Estatuto da Criança e do Adolescente: o último ano, o próximo ano, a próxima década
Terça-feira, 12 de julho de 2016

Estatuto da Criança e do Adolescente: o último ano, o próximo ano, a próxima década

Novamente um 13 de julho no calendário e a celebração do aniversário do Estatuto da Criança e do Adolescente (Lei n. 8.069/1990). Tempo de comemorar e de repensar a política brasileira sobre infância e adolescência.

Comemoramos porque o Estatuto representa um dos diplomas mais avançados do mundo na proteção infanto-juvenil. Decorridos 26 anos desde a sua edição, é fantástica a atualidade com que o texto normativo se mantém com a releitura de seus institutos à luz do que a sociedade brasileira vem se tornando.

Temos uma lei altamente protetiva, referência mundial, mas que apenas em uma pequena parte foi concretizada e pode cumprir o que o legislador de 1990 pretendeu assegurar àqueles que chamamos de “futuro desse país”.

Por outro lado, é sempre oportuno repensar a política que foi incluída em seu texto e o quanto de avanço foi de fato realizado. Os Conselhos Tutelares, por exemplo, instituídos pelo Estatuto, ainda não são realidade em alguns municípios do Brasil e, em muitos outros, não possuem infraestrutura adequada para dar resposta ágil, adequada e eficaz às violações de direitos de nossas crianças e adolescentes.

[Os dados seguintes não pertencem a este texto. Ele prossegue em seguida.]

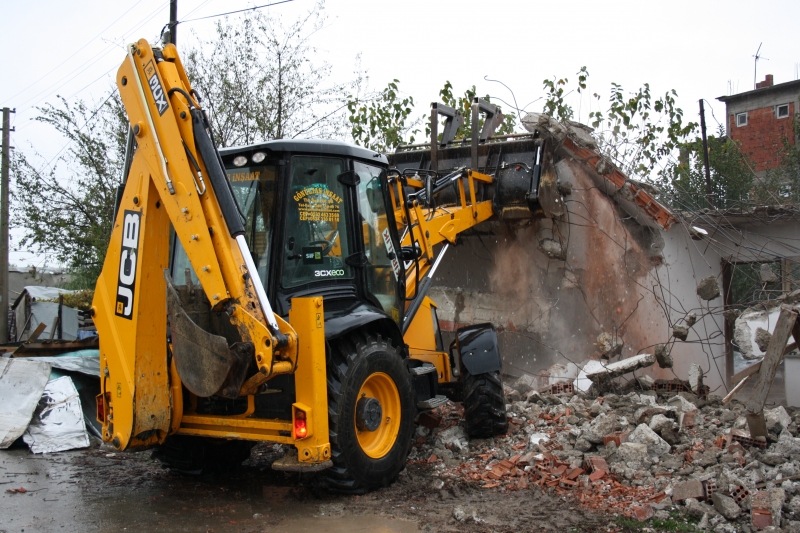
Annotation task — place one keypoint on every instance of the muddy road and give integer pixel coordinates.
(99, 490)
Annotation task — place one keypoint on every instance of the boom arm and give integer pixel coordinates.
(167, 184)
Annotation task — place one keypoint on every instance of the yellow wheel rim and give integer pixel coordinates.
(378, 443)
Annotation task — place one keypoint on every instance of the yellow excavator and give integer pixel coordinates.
(277, 292)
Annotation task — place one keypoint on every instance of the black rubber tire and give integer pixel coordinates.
(484, 405)
(200, 455)
(350, 361)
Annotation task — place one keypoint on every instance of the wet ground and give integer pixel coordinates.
(99, 490)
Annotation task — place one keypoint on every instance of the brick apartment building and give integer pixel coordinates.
(760, 119)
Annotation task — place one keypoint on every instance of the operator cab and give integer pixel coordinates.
(318, 221)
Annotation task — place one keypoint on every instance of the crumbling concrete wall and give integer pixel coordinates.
(686, 262)
(615, 276)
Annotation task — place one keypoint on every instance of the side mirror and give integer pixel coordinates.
(374, 196)
(410, 253)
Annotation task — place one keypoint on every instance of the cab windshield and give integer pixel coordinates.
(316, 223)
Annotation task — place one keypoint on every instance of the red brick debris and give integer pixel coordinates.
(592, 484)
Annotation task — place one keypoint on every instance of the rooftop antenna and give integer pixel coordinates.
(755, 67)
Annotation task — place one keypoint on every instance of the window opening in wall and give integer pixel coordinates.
(749, 284)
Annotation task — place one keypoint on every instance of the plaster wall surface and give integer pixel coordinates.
(617, 276)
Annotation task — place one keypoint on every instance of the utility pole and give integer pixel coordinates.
(173, 22)
(4, 179)
(705, 154)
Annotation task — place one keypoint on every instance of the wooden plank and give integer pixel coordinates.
(38, 331)
(733, 391)
(769, 365)
(755, 367)
(747, 372)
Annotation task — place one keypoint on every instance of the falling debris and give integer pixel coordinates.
(663, 357)
(622, 367)
(553, 249)
(708, 288)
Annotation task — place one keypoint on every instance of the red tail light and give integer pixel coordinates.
(101, 408)
(300, 427)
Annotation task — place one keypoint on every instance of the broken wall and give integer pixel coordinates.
(615, 276)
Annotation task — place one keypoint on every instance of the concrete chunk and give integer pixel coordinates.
(680, 332)
(622, 367)
(656, 446)
(708, 288)
(609, 346)
(688, 489)
(762, 339)
(663, 358)
(777, 419)
(726, 506)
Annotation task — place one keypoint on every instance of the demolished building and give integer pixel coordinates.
(607, 271)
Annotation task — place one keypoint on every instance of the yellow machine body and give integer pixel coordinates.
(142, 399)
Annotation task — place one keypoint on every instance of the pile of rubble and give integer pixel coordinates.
(637, 453)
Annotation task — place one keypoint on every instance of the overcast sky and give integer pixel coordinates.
(702, 49)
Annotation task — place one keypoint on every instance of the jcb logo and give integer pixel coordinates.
(327, 273)
(127, 264)
(155, 88)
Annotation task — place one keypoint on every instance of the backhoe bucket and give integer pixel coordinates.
(206, 364)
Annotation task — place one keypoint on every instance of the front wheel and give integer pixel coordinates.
(484, 404)
(371, 413)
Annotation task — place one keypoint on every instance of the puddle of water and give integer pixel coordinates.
(60, 501)
(350, 524)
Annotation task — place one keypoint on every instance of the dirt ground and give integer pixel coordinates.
(100, 490)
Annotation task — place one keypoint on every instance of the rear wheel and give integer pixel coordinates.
(371, 413)
(484, 405)
(200, 455)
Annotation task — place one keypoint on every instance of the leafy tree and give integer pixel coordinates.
(638, 131)
(782, 185)
(65, 206)
(259, 81)
(732, 179)
(379, 122)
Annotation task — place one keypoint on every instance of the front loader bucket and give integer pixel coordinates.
(205, 363)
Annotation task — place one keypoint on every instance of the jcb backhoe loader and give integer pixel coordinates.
(277, 292)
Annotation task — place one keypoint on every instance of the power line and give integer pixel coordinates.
(76, 52)
(34, 100)
(237, 11)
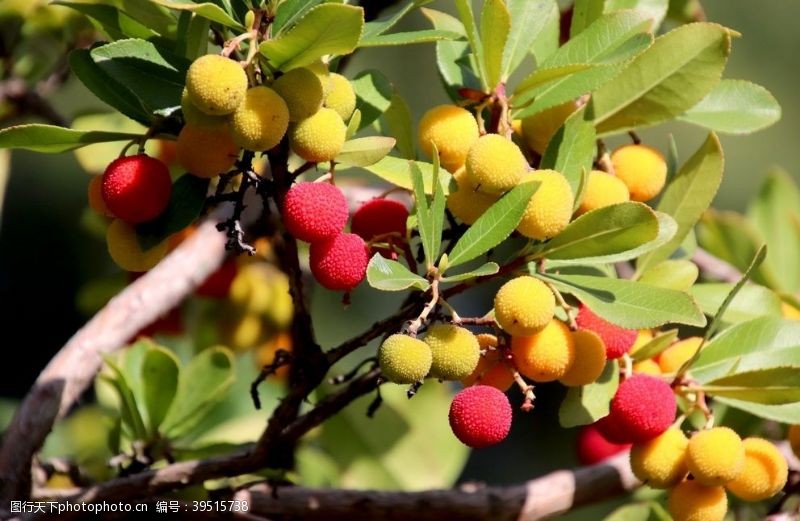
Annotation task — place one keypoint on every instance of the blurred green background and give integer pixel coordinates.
(46, 253)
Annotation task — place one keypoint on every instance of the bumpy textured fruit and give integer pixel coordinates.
(491, 369)
(314, 211)
(94, 193)
(318, 138)
(216, 84)
(495, 164)
(197, 117)
(691, 501)
(301, 89)
(379, 217)
(452, 129)
(593, 447)
(642, 169)
(341, 97)
(123, 246)
(590, 359)
(673, 357)
(339, 263)
(661, 462)
(480, 416)
(206, 152)
(455, 351)
(136, 188)
(618, 340)
(716, 456)
(539, 129)
(260, 121)
(765, 471)
(465, 202)
(524, 305)
(643, 407)
(547, 355)
(602, 189)
(404, 360)
(549, 210)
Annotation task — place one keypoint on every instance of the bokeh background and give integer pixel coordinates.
(47, 253)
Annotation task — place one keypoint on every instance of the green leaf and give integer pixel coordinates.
(629, 304)
(185, 204)
(587, 404)
(408, 38)
(495, 26)
(389, 275)
(105, 88)
(325, 29)
(365, 151)
(528, 22)
(571, 150)
(665, 81)
(735, 107)
(203, 383)
(52, 139)
(674, 274)
(606, 231)
(584, 13)
(159, 375)
(494, 226)
(775, 212)
(205, 9)
(751, 302)
(688, 195)
(490, 268)
(155, 76)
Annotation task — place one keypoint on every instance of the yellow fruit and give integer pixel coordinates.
(540, 128)
(95, 195)
(216, 85)
(404, 360)
(524, 305)
(341, 97)
(647, 367)
(453, 130)
(715, 456)
(125, 251)
(590, 359)
(765, 471)
(318, 138)
(602, 190)
(301, 89)
(550, 209)
(197, 117)
(491, 369)
(691, 501)
(466, 203)
(661, 462)
(205, 152)
(547, 355)
(455, 351)
(260, 121)
(673, 357)
(642, 169)
(495, 164)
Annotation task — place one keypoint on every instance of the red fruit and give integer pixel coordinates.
(315, 211)
(593, 447)
(480, 416)
(339, 263)
(643, 407)
(379, 217)
(218, 284)
(618, 340)
(136, 188)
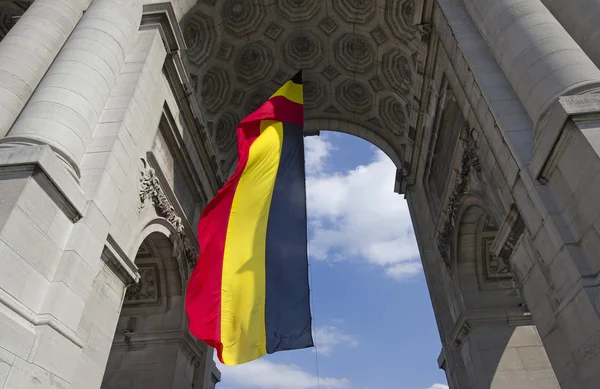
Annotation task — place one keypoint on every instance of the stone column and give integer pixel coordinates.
(29, 48)
(580, 19)
(540, 59)
(65, 108)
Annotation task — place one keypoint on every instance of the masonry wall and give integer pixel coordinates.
(68, 243)
(522, 176)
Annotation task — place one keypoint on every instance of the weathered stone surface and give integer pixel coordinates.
(456, 92)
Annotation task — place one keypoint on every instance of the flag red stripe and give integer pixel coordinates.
(203, 298)
(280, 109)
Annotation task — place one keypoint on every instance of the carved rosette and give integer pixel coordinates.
(314, 93)
(199, 36)
(242, 17)
(355, 11)
(254, 62)
(397, 71)
(392, 113)
(146, 291)
(215, 89)
(151, 192)
(469, 163)
(225, 130)
(302, 50)
(354, 96)
(399, 15)
(354, 53)
(297, 10)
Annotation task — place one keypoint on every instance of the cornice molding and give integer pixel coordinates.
(468, 320)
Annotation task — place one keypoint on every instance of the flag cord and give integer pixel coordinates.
(313, 315)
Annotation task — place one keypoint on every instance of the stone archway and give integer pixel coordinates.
(359, 59)
(493, 333)
(152, 347)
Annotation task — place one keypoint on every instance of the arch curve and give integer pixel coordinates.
(359, 64)
(161, 226)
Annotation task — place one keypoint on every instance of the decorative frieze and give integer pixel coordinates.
(510, 232)
(469, 163)
(152, 192)
(468, 320)
(147, 290)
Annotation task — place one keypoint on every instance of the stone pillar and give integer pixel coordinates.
(580, 19)
(540, 59)
(29, 48)
(66, 106)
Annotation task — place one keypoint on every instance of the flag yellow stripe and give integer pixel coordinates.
(243, 288)
(291, 91)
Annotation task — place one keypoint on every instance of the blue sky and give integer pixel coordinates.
(373, 321)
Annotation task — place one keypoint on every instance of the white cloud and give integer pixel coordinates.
(356, 214)
(264, 374)
(330, 337)
(316, 150)
(439, 386)
(402, 271)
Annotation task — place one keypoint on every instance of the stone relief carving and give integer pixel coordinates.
(494, 268)
(362, 53)
(147, 290)
(9, 14)
(355, 11)
(302, 50)
(469, 163)
(354, 96)
(297, 10)
(511, 230)
(151, 192)
(242, 17)
(354, 53)
(214, 89)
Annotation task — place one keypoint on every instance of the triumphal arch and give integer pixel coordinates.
(116, 128)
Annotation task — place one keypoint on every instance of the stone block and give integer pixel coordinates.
(85, 243)
(38, 206)
(27, 375)
(534, 358)
(6, 361)
(64, 304)
(535, 288)
(20, 279)
(14, 337)
(18, 234)
(501, 360)
(75, 273)
(98, 346)
(88, 374)
(107, 195)
(49, 345)
(60, 229)
(579, 319)
(529, 212)
(541, 379)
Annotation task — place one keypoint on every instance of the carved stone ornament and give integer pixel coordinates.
(510, 232)
(146, 291)
(469, 162)
(151, 191)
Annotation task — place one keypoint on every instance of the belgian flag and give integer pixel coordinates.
(248, 295)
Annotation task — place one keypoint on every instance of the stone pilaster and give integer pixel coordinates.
(29, 48)
(580, 19)
(540, 59)
(67, 105)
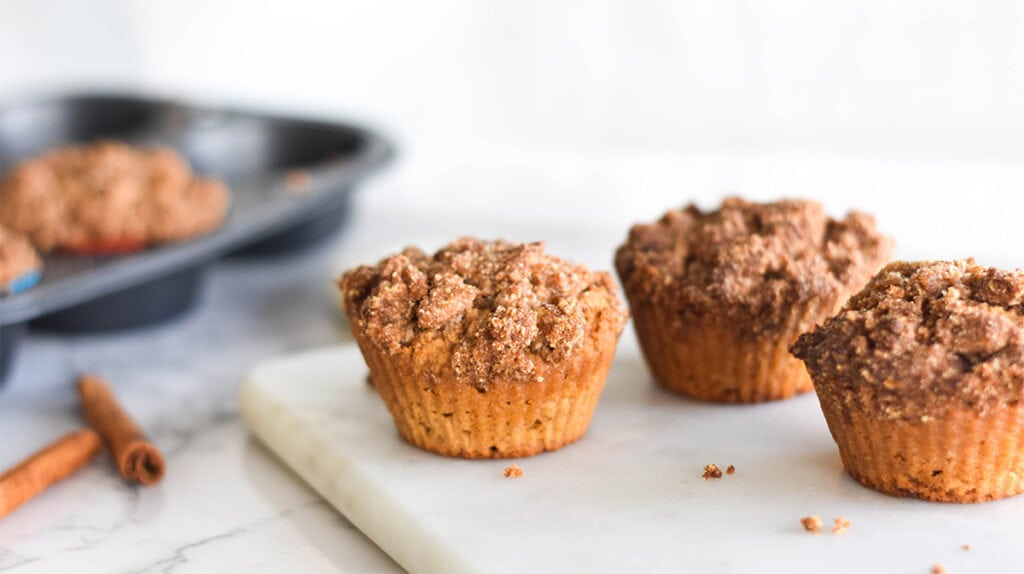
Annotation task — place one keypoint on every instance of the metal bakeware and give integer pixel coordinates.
(257, 155)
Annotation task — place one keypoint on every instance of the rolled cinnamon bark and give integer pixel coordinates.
(136, 457)
(37, 473)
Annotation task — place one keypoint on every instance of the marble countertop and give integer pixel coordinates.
(226, 503)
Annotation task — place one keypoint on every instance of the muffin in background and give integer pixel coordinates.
(921, 379)
(718, 297)
(20, 267)
(485, 349)
(109, 197)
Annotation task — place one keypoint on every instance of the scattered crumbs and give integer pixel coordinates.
(513, 472)
(812, 524)
(842, 525)
(712, 471)
(297, 181)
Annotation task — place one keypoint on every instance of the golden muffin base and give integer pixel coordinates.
(508, 420)
(962, 456)
(708, 362)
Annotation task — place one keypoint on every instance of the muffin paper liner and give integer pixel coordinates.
(507, 420)
(963, 455)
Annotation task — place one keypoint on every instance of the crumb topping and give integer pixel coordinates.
(749, 260)
(712, 471)
(16, 256)
(923, 337)
(495, 307)
(811, 524)
(109, 193)
(513, 472)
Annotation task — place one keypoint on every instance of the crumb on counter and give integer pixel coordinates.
(712, 471)
(841, 525)
(513, 472)
(812, 524)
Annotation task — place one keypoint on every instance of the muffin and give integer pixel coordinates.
(20, 267)
(109, 197)
(718, 297)
(921, 379)
(485, 349)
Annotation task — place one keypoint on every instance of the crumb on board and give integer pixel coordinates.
(513, 472)
(812, 524)
(712, 471)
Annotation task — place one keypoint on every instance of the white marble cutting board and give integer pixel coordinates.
(628, 497)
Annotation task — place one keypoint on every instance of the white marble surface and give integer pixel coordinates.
(627, 497)
(226, 503)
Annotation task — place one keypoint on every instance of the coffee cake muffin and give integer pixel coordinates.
(20, 267)
(109, 197)
(921, 379)
(485, 349)
(718, 297)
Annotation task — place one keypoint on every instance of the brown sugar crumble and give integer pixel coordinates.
(712, 471)
(812, 524)
(109, 196)
(486, 309)
(923, 338)
(749, 263)
(513, 472)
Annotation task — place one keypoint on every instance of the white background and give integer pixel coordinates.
(558, 120)
(603, 113)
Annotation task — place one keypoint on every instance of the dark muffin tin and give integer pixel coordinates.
(291, 180)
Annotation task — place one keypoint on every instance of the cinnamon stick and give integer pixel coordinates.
(52, 464)
(136, 457)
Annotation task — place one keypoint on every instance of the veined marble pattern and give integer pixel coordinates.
(226, 503)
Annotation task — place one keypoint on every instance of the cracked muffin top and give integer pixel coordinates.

As redes da assistência e saúde ainda trabalham de forma desarticulada e setorizadas, dificultando que as vulnerabilidades a que são submetidos sejam cuidadas de uma forma global, dentro da multiplicidade e complexidade que é a vida.

Vivemos, assim, uma grande contradição, afinal, temos uma lei altamente protetiva, referência mundial, mas que apenas em uma pequena parte foi concretizada e pode cumprir o que o legislador de 1990 pretendeu assegurar àqueles que chamamos de “futuro desse país”.

Isso significa que poucas são as mudanças de texto a que o Estatuto precisa se submeter nesse momento, já alcançando o final de sua juventude. O esforço a ser realizado é o aprimoramento e aperfeiçoamento dos instrumentos que nele constam.

Nós, da Comissão da Infância e da Juventude da Associação Nacional dos Defensores Públicos (Anadep), trabalhamos todos os dias para que o sonho de 26 anos atrás se concretize. Estamos em todos os Estados da Federação, nos núcleos, órgãos, varas, coordenadorias e afins buscando uma infância e juventude melhor para nosso país.

Cuida-se de trabalho árduo e complexo, que não se restringe aos processos que iniciamos ou que recebemos em acompanhamento junto ao Poder Judiciário.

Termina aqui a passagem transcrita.